The failure to provide adequate counsel to capital defendants and death row prisoners is a defining feature of the American death penalty. Whether a defendant will be sentenced to death typically depends more on the quality of his legal team than any other factor. While some lawyers have provided outstanding representation to capital defendants, few defendants facing capital charges can afford to hire an attorney, so they are appointed attorneys who are frequently overworked, underpaid, and/or inexperienced in trying death penalty cases. In some cases, lawyers representing defendants in capital trials have slept through parts of trial, shown up in court intoxicated, and failed to do any work at all in preparation for the sentencing phase. Alabama is the only state in the country without a state-funded program to provide legal assistance to death row prisoners. There is no state-wide public defender program in the state and, in some counties, defendants have been sentenced to death after trials where they were represented by a lawyer who did not meet even the minimum requirement of five years of criminal defense experience. Over half of the 200 people on Alabama’s death row were represented at trial by appointed lawyers whose compensation for out-of-court preparation was capped at $1000

Letter to
Alabama State House
Alabama State Senate
Alabama Governor
Seven people have been exonerated in Alabama.

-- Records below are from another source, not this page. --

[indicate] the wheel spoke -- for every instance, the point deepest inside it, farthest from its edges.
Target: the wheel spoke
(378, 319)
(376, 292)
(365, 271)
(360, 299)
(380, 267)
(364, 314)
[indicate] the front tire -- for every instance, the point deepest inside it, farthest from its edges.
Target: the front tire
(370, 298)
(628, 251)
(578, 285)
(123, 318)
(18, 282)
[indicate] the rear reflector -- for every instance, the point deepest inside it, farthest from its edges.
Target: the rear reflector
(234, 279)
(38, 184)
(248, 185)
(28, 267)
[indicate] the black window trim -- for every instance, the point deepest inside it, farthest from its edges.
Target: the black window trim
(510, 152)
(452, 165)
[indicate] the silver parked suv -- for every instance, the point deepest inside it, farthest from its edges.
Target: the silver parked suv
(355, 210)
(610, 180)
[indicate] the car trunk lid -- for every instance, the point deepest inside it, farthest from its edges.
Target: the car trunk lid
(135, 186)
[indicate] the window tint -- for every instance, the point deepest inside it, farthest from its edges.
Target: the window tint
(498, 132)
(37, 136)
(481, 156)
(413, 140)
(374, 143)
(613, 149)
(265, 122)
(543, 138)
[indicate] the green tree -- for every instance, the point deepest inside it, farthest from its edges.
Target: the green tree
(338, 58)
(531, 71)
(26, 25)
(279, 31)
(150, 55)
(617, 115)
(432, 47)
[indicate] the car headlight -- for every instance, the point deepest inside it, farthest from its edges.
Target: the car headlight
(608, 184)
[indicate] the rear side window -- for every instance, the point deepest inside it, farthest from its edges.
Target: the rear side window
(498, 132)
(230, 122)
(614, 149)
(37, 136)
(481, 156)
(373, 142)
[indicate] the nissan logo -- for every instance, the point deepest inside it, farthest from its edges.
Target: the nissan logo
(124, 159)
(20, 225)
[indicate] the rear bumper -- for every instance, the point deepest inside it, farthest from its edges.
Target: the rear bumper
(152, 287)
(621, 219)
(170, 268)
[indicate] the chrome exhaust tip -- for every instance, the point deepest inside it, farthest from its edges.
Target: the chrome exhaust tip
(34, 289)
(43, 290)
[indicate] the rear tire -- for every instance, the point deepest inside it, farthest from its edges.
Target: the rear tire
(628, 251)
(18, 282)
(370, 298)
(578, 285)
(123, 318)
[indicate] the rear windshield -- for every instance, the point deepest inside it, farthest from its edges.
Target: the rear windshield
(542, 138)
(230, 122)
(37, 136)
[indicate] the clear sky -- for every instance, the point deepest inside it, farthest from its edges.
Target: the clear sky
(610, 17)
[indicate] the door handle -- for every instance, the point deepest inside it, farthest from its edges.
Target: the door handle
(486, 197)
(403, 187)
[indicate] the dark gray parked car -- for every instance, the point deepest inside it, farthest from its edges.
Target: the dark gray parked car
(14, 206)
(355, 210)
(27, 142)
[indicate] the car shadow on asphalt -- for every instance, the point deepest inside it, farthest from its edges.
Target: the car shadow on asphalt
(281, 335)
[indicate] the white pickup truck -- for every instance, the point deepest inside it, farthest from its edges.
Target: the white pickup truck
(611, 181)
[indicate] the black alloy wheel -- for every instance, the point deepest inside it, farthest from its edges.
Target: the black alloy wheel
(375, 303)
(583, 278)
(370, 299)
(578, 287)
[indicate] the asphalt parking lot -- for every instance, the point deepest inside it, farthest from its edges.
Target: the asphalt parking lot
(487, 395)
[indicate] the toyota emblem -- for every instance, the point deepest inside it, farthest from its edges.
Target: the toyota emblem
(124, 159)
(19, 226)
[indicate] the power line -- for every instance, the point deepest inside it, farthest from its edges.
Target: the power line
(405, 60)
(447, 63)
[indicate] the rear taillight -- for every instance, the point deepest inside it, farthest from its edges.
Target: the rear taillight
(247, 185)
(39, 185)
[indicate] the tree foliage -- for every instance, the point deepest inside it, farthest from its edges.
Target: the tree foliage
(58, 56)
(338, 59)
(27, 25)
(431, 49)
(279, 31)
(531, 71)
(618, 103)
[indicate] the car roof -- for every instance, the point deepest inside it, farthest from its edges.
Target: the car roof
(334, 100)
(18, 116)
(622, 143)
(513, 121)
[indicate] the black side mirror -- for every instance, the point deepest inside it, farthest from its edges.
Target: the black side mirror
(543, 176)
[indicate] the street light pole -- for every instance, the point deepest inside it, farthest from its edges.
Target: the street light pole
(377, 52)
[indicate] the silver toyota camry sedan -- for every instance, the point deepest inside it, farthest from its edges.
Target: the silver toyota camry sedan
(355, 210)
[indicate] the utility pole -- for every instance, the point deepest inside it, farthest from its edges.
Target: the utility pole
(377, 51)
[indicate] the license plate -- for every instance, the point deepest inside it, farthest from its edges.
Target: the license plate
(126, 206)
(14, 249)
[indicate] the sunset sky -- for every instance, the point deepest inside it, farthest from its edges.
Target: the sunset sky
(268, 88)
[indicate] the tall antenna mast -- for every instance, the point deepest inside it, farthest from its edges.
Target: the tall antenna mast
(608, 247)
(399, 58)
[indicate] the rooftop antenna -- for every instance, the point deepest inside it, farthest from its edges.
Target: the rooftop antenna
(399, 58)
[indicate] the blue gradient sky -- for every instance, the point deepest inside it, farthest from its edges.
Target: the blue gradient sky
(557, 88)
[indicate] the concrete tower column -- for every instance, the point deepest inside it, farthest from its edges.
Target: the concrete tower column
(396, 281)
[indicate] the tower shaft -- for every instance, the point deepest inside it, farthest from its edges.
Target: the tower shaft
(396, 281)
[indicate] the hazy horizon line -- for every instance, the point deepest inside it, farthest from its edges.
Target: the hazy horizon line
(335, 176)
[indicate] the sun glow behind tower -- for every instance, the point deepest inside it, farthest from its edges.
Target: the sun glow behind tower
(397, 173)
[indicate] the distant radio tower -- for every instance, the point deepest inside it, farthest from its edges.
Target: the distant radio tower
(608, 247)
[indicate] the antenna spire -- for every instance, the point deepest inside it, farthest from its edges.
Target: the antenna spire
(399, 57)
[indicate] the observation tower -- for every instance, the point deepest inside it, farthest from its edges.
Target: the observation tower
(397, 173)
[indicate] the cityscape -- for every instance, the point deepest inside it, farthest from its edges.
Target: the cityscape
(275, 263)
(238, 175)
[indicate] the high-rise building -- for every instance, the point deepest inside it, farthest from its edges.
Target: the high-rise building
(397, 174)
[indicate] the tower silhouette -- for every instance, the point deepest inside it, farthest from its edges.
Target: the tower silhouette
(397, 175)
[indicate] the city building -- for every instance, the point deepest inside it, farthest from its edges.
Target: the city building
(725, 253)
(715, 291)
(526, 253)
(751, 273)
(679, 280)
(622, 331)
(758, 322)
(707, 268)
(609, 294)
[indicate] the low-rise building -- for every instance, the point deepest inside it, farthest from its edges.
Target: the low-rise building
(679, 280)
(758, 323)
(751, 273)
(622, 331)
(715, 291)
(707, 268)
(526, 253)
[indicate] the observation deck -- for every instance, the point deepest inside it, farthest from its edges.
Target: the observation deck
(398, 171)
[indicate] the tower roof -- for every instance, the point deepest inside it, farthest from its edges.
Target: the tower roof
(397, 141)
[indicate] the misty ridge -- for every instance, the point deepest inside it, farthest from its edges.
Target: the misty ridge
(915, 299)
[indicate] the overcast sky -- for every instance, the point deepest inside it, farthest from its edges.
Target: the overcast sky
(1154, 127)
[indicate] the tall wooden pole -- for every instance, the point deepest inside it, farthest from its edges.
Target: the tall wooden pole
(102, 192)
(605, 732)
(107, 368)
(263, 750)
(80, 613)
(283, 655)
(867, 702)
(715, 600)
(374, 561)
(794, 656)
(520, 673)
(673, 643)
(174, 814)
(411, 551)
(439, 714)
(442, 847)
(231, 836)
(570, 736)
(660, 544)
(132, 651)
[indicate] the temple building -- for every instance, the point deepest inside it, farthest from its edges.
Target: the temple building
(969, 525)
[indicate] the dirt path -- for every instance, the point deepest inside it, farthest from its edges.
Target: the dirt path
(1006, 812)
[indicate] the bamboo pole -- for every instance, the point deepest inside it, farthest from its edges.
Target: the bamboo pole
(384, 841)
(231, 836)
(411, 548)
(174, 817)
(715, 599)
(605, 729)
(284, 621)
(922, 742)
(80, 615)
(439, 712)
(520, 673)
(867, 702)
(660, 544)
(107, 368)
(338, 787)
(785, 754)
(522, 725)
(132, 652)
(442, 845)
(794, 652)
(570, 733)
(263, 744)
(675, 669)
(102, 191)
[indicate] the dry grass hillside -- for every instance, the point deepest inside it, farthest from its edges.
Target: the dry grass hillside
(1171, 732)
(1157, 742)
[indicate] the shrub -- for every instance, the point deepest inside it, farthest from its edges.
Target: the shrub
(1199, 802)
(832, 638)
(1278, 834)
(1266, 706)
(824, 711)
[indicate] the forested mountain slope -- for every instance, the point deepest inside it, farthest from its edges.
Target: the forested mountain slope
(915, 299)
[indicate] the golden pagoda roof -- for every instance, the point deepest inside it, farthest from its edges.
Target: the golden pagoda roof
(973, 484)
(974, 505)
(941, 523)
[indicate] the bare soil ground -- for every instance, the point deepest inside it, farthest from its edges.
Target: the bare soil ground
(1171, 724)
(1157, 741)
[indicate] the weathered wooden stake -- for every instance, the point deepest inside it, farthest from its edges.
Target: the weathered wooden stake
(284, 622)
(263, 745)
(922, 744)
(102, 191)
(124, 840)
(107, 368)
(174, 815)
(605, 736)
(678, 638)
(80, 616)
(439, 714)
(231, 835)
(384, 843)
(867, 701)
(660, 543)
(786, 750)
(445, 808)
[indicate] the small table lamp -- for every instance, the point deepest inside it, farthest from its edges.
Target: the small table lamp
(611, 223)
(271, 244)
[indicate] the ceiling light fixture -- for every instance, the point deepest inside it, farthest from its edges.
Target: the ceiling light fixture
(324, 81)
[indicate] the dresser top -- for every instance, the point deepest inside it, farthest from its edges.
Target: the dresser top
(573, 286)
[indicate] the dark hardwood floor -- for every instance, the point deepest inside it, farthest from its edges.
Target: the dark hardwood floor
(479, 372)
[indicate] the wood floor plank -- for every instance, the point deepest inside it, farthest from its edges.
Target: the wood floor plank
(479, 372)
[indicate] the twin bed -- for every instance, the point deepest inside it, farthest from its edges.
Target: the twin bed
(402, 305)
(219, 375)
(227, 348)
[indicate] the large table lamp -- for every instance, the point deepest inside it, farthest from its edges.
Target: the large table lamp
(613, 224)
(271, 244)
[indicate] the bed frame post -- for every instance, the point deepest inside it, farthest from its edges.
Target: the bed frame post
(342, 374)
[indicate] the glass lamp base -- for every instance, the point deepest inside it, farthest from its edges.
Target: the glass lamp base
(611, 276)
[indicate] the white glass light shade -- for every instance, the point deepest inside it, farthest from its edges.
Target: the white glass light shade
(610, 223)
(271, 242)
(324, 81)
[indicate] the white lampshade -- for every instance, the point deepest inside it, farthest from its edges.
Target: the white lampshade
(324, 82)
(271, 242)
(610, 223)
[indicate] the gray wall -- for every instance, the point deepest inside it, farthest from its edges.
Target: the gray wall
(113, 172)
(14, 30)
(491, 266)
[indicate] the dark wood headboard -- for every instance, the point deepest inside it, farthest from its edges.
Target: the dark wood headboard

Walter McMillian, Randall Padgett, Gary Drinkard, Louis Griffin, Wesley Quick, James Cochran, and Charles Bufford are among those found not guilty of the crimes that originally put them on Alabama's death row. The astounding error rate in capital punishment is a serious indictment against the death penalty.

I am asking you to please review Harvey Lee Windsor's case as if Mr Windsor had the right Counsel then he would not be sat on Death Row in Alabama for a crime he did not commit for 23 years.

All Harvey is asking for is a fair and HONEST lawyer who will represent him and get all evidence in his case heard by a judge who will read his full transcripts.